# [MEDST-250] Text Analysis for Medievalists
In this Jupyter notebook, we will look to see how to analyze and parse text from an XML file. We will be looking at a Python module that makes it easy for us to parse through XML files.

### Topics Covered
- Using `xml` module
- Web scraping
- Parsing a corpus of XML documents

### Table of Contents

[The Data](#section data)<br>


1 - [Section 1: Parsing XML using ElementTree](#section 1)<br>

2 - [Section 2: Web scraping crash course!](#section 2)<br>

2 - [Section 3: Parsing a corpus of XML documents](#section 3)<br>

In [None]:
import xml.etree.cElementTree as ET  # XML parser
import glob  # navigate file system
import requests  # make requests to web servers
import time  # will help us pause python's for loop

---

## The Data <a id='data'></a>
In this notebook, you'll be working with a XML file from Piers Plowman. An XML file is a basic markup of content in a file that gathers and contains a certain amount of material within different tags and subtags. We will be using this XML file to learn in general how to parse XML files of texts. The texts come from http://piers.chass.ncsu.edu/texts.html. From now on, we will be using an example in the data folder called `ppexample.xml` as our test for parsing through. 

---



## Section 1: Parsing XML File using `ElementTree` Module  <a id='section 1'></a>

First we need to import the XML file into an `ElementTree` instance, this basically creates an `ElementTree` format of all this subtags of each tag in the XML file so we can further analyze the file.

In [None]:
xml_file = 'data/ppexample.xml'
tree = ET.ElementTree(file=xml_file)
tree

When we talk about tree file structures, we often want to work from the root into specific nodes. With XML we might want to know the top level, or `root`.

In [None]:
root = tree.getroot()
print(tree.getroot())

Great, so now we know how to get the root, but it's just an object right now and we can't see much else.

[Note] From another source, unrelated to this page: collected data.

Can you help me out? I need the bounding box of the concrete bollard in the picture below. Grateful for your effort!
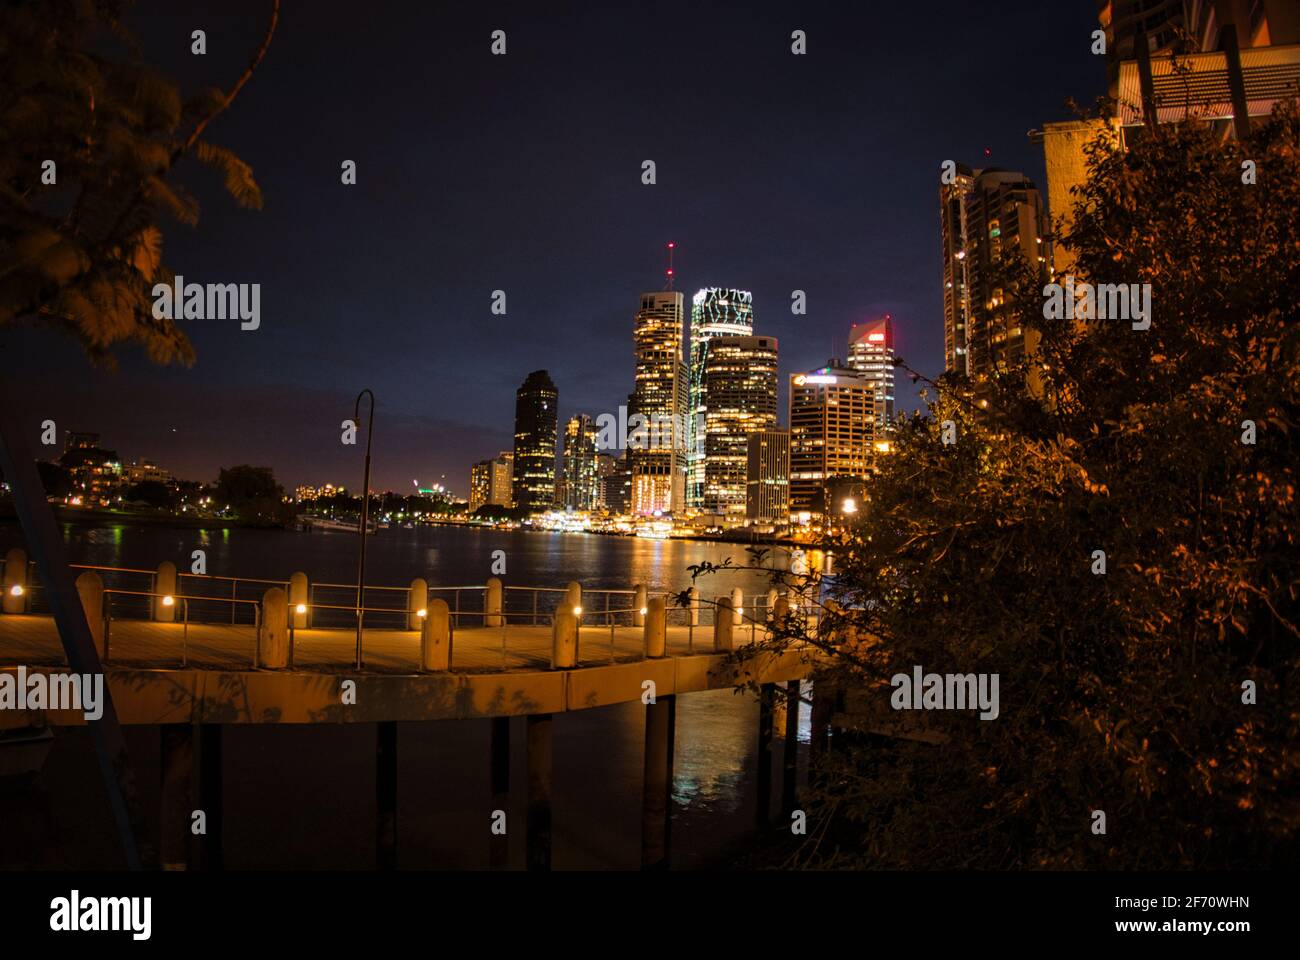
[688,586,699,626]
[644,596,666,658]
[732,586,744,625]
[75,571,105,658]
[289,572,309,629]
[564,581,582,619]
[552,605,578,669]
[154,560,178,622]
[407,577,428,631]
[421,599,451,671]
[773,594,791,620]
[2,547,26,614]
[714,596,734,652]
[766,588,778,618]
[485,577,504,627]
[259,587,288,668]
[633,584,647,627]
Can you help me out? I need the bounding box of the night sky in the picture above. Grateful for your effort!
[5,0,1101,496]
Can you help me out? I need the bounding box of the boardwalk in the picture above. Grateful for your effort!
[0,613,752,673]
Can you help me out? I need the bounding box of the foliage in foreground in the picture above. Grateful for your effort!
[736,105,1299,869]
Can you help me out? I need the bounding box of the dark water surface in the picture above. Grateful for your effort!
[0,521,811,869]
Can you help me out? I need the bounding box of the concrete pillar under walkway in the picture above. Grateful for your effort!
[159,723,194,870]
[376,721,397,870]
[490,716,510,870]
[641,694,676,870]
[783,680,801,815]
[756,683,776,830]
[197,724,223,870]
[526,714,553,871]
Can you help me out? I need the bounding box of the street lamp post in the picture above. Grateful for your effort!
[354,389,375,669]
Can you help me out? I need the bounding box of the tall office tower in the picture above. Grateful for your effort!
[746,430,790,524]
[603,453,633,515]
[511,370,559,516]
[628,291,688,515]
[593,453,617,509]
[687,287,754,507]
[847,316,896,436]
[490,452,514,507]
[788,363,875,516]
[562,414,599,510]
[940,163,977,376]
[699,335,778,518]
[469,460,492,512]
[940,168,1048,379]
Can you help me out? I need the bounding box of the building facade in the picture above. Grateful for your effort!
[847,316,896,436]
[788,364,875,516]
[511,370,559,516]
[940,168,1048,380]
[562,415,599,510]
[746,430,790,524]
[627,292,688,515]
[687,287,754,508]
[700,334,778,518]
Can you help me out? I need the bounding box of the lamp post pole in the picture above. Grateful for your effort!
[354,389,375,669]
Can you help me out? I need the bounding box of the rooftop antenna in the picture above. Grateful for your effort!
[663,241,675,290]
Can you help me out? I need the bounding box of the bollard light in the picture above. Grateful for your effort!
[640,607,648,616]
[572,606,583,616]
[295,603,308,615]
[417,608,427,618]
[162,595,174,607]
[9,584,22,597]
[737,607,744,617]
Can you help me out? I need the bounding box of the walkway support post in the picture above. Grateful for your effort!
[756,682,776,830]
[258,587,288,668]
[687,586,699,626]
[641,694,676,870]
[783,680,800,814]
[160,723,195,870]
[421,599,451,671]
[376,720,397,870]
[407,578,428,631]
[644,596,666,658]
[526,713,553,871]
[490,716,510,869]
[485,577,504,627]
[2,547,26,614]
[197,724,223,871]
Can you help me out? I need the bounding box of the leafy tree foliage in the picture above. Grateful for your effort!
[214,464,289,526]
[744,106,1299,868]
[0,0,276,364]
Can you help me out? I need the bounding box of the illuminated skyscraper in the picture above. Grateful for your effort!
[700,335,778,518]
[746,430,790,524]
[628,291,688,515]
[511,370,558,516]
[471,451,514,512]
[940,168,1047,379]
[688,287,754,508]
[788,363,874,516]
[847,316,896,436]
[562,414,599,510]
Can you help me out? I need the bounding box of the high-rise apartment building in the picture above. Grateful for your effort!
[628,291,688,515]
[602,453,633,515]
[511,370,558,516]
[847,316,896,436]
[687,287,754,507]
[699,335,778,518]
[470,452,514,512]
[562,414,599,511]
[746,430,790,524]
[788,363,875,516]
[940,168,1048,379]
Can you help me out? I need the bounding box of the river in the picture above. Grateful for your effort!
[0,520,816,869]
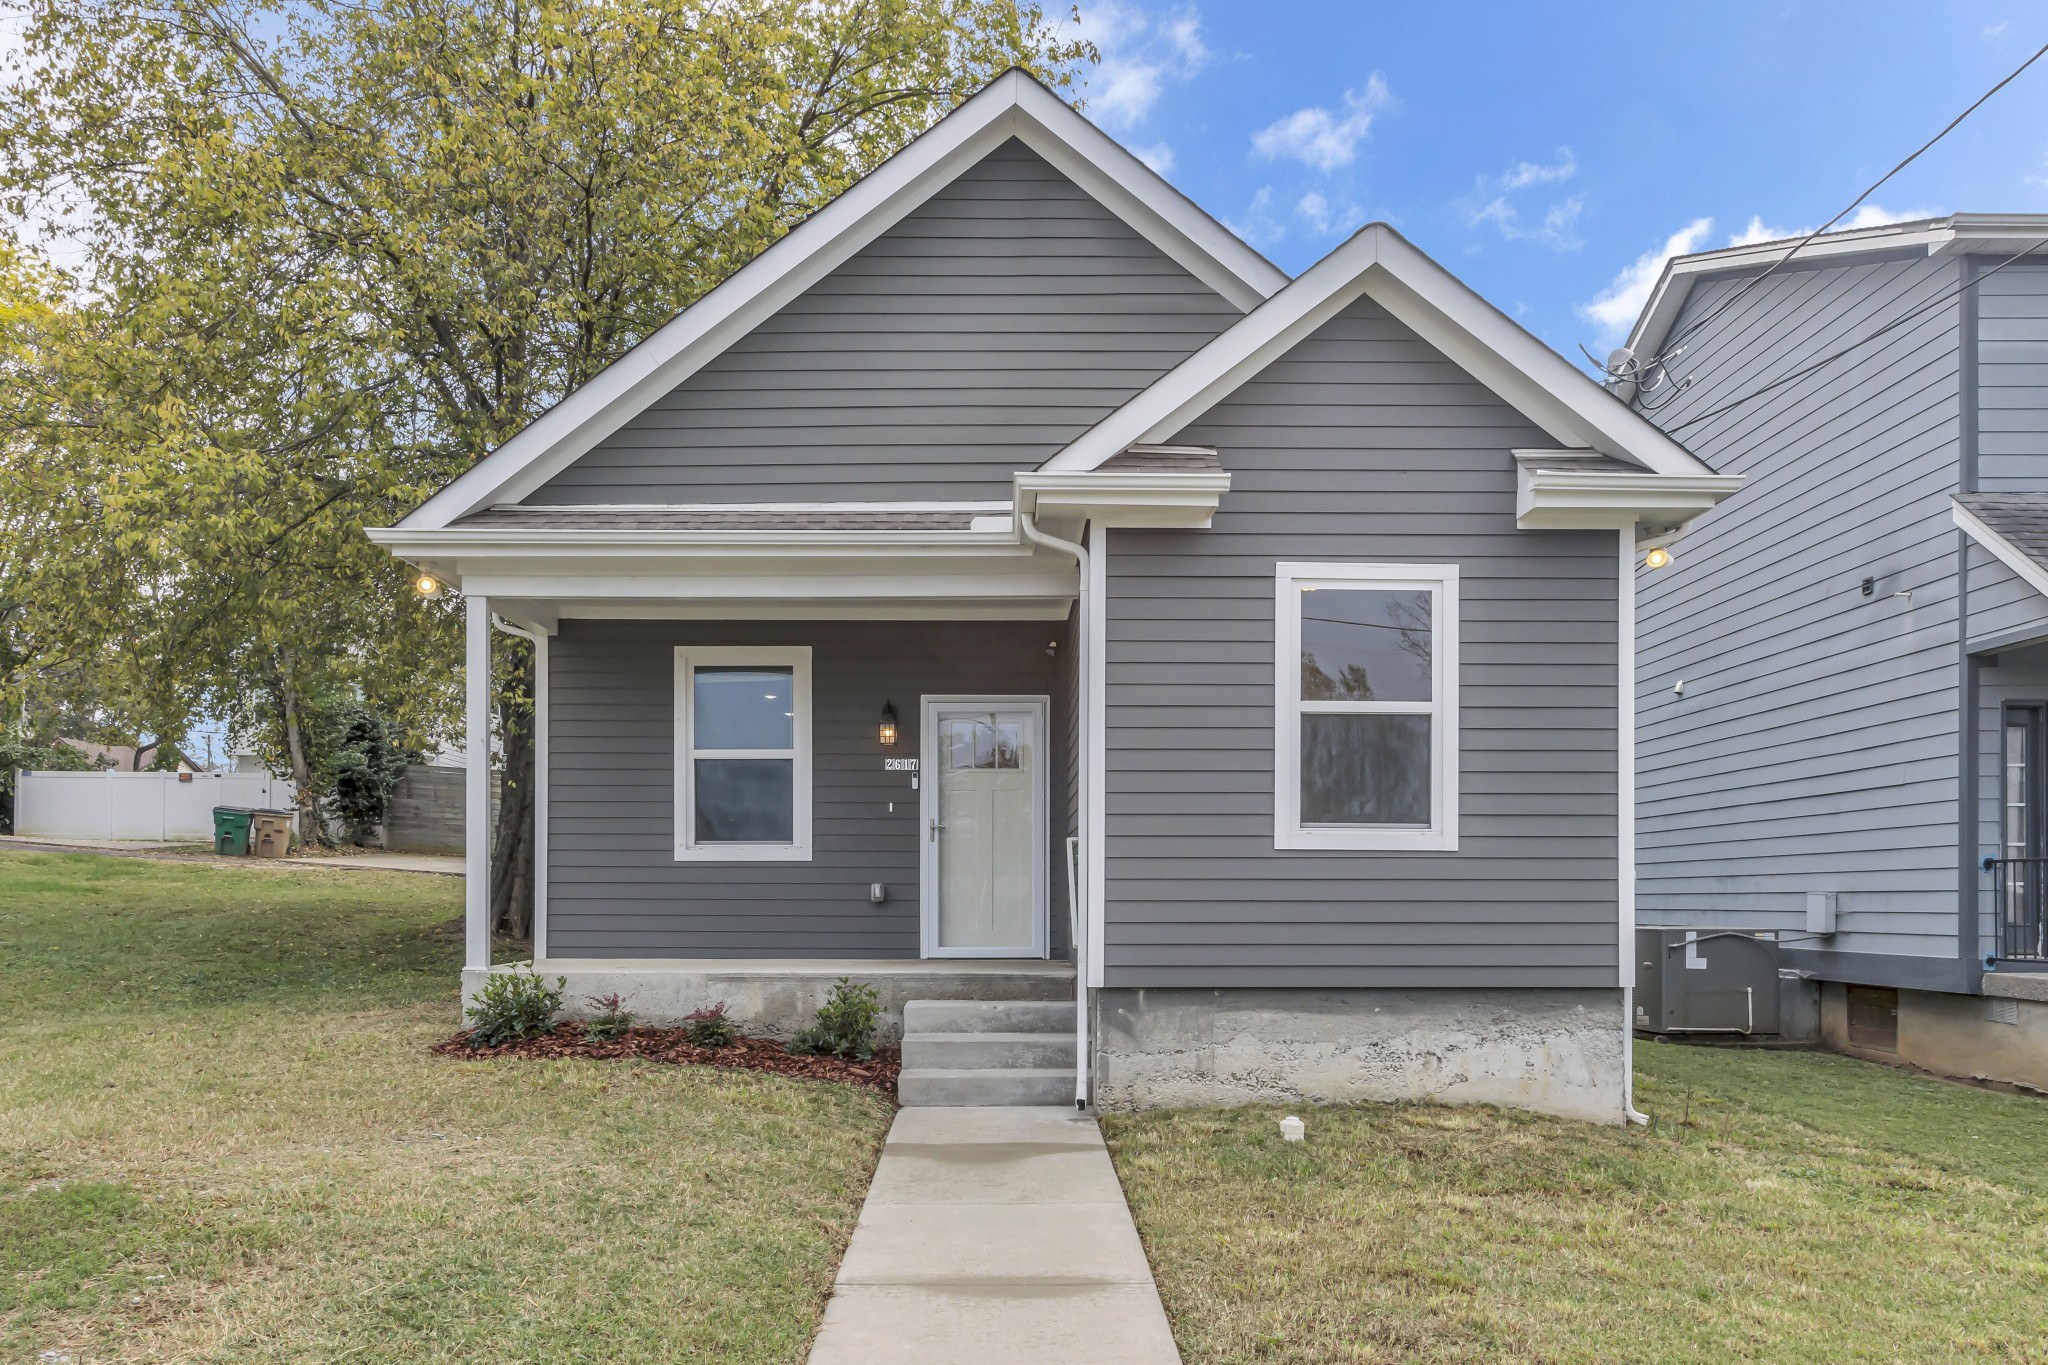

We can then find all the child tags in the root and `print` them out so we can view them in the future. An XML file has a root file that has children, and each of these children has a tag and attribute, and maybe some associated text with it. 

In [None]:
for child in root:
    print(child.tag)

Still not super helpful, but let's start to build out our hierarchical understanding of XML by traversing through the children and building out a path:

In [None]:
teiHeader = root.find('teiHeader')
for child in teiHeader:
    print(child.tag)

In [None]:
fileDesc = root.find('teiHeader/fileDesc')
for child in fileDesc:
    print(child.tag)

In [None]:
titleStmt = root.find('teiHeader/fileDesc/titleStmt')
for child in titleStmt:
    print(child.tag)

In [None]:
titleStmt = root.find('teiHeader/fileDesc/titleStmt/title')
for child in titleStmt:
    print(child.tag)

Looks like we may have hit the bottom! Since we've hit a terminal element there's likely text here, so we can just `find` the path and ask for the `.text` property:

In [None]:
root.find('teiHeader/fileDesc/titleStmt/title').text

Looks like we have [this](http://piers.chass.ncsu.edu/texts/F/4?tags=off&view=all) file. Let's take a closer look on that page

---

We can navigate around these tags now that we have a better visual understanding:

In [None]:
publicationStmt = root.find('teiHeader/fileDesc/publicationStmt')
for child in publicationStmt:
    print(child.tag)

The `itertext` method will generate a `list` of `str`ings from all children:

In [None]:
list(publicationStmt.itertext())

If we just wanted one element, we can ask with the direct path like we did above:

In [None]:
root.find('teiHeader/fileDesc/publicationStmt/publisher').text

This is where the `strip` method can come in handy. We don't need that extra whitespace:

In [None]:
root.find('teiHeader/fileDesc/publicationStmt/publisher').text.strip()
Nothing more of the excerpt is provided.